Author: John Anthony Burrow
Publisher: Northcote House Pub Limited
Published: 2001
Total Pages: 77
ISBN-13: 0746308787
DOWNLOAD EBOOKThis book presents a comprehensive account of what is known about the four poems commonly ascribed to the Gawain poet.
Author: A. C. Spearing
Publisher: Cambridge University Press
Published: 1985-09-05
Total Pages: 388
ISBN-13: 9780521315333
DOWNLOAD EBOOKThis is a critical book to study in depth the transition from the 'medieval' to the 'Renaissance' periods in English literature. What exactly, in a literary context, do those terms designate? Mr Spearing argues that, far from being fixed determinants, they demand careful critical reappraisal. He rewrites the literary history of the period from Chaucer to the early Spenser in a way that puts emphasis on the importance of Chaucer's influence on a tradition which in many important respects began with him. Many literary and cultural qualities, normally considered 'Renaissance', can be seen to have their origins, so far as the English tradition is concerned, in Chaucer's contacts with Italian culture. This book shows how Chaucer can be regarded as a Renaissance poet whose work was medievalised by his admiring successors.

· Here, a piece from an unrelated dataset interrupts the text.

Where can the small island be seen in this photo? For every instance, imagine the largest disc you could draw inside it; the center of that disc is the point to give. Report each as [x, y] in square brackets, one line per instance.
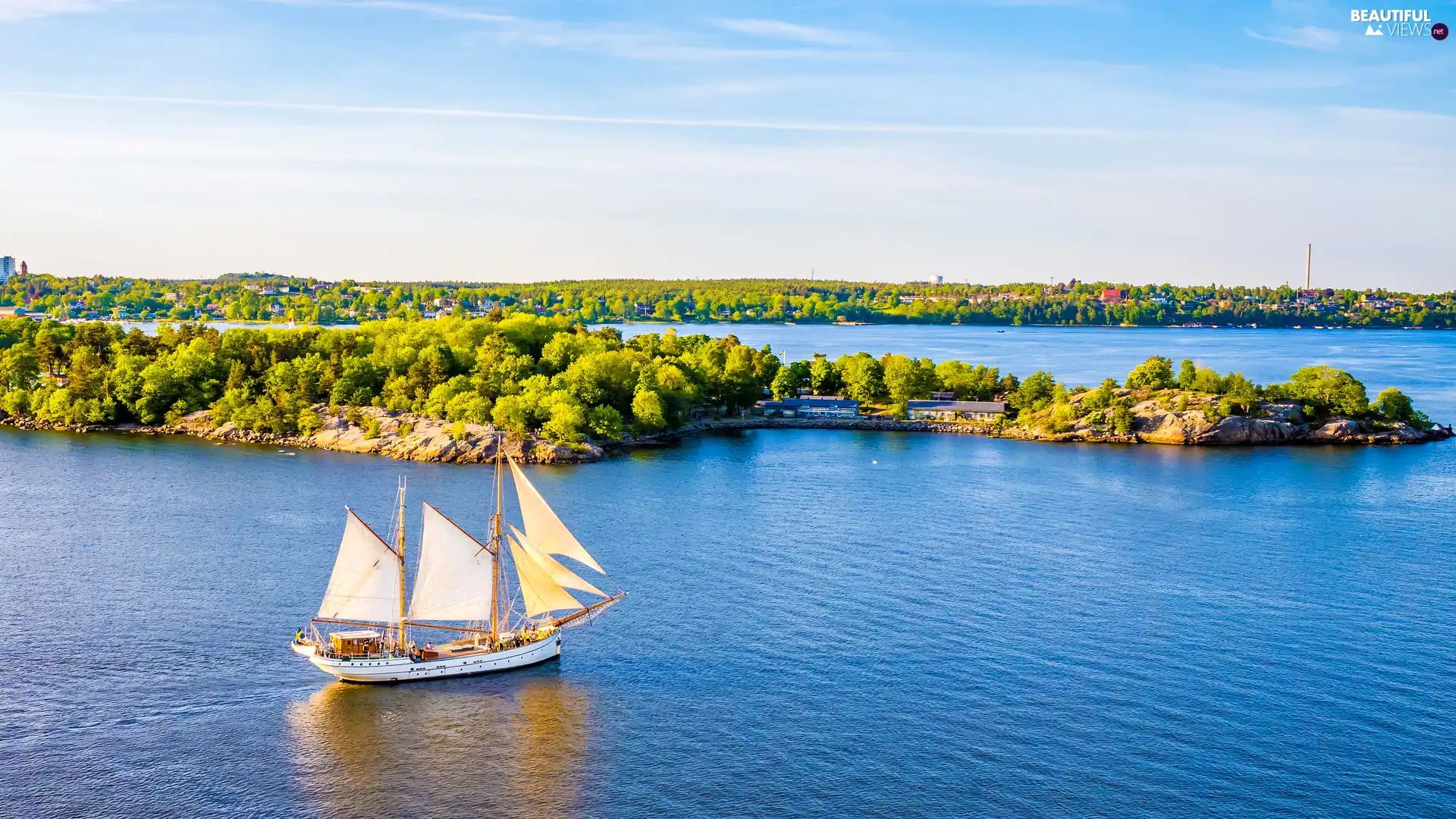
[551, 390]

Traditions other than the Chaucerian are examined in this light, and the author engages with the larger problems of literary history through the detailed analysis of specimen texts.
Author: Corinne J. Saunders
Publisher: DS Brewer
Published: 2004
Total Pages: 254
ISBN-13: 9780859918435
DOWNLOAD EBOOKEssays consider the variety of responses to warfare and combat in medieval literature.
Author: John M. Bowers
Publisher: Boydell & Brewer Ltd
Published: 2001
Total Pages: 262
ISBN-13: 9780859915991
DOWNLOAD EBOOKClose analysis of the poem reveals extensive allusion to contemporary social, religious and political events.
Author: Jeremy Lowe
Publisher: Psychology Press
Published: 2005
Total Pages: 278
ISBN-13: 9780415972406
DOWNLOAD EBOOKFirst Published in 2005. Routledge is an imprint of Taylor & Francis, an informa company.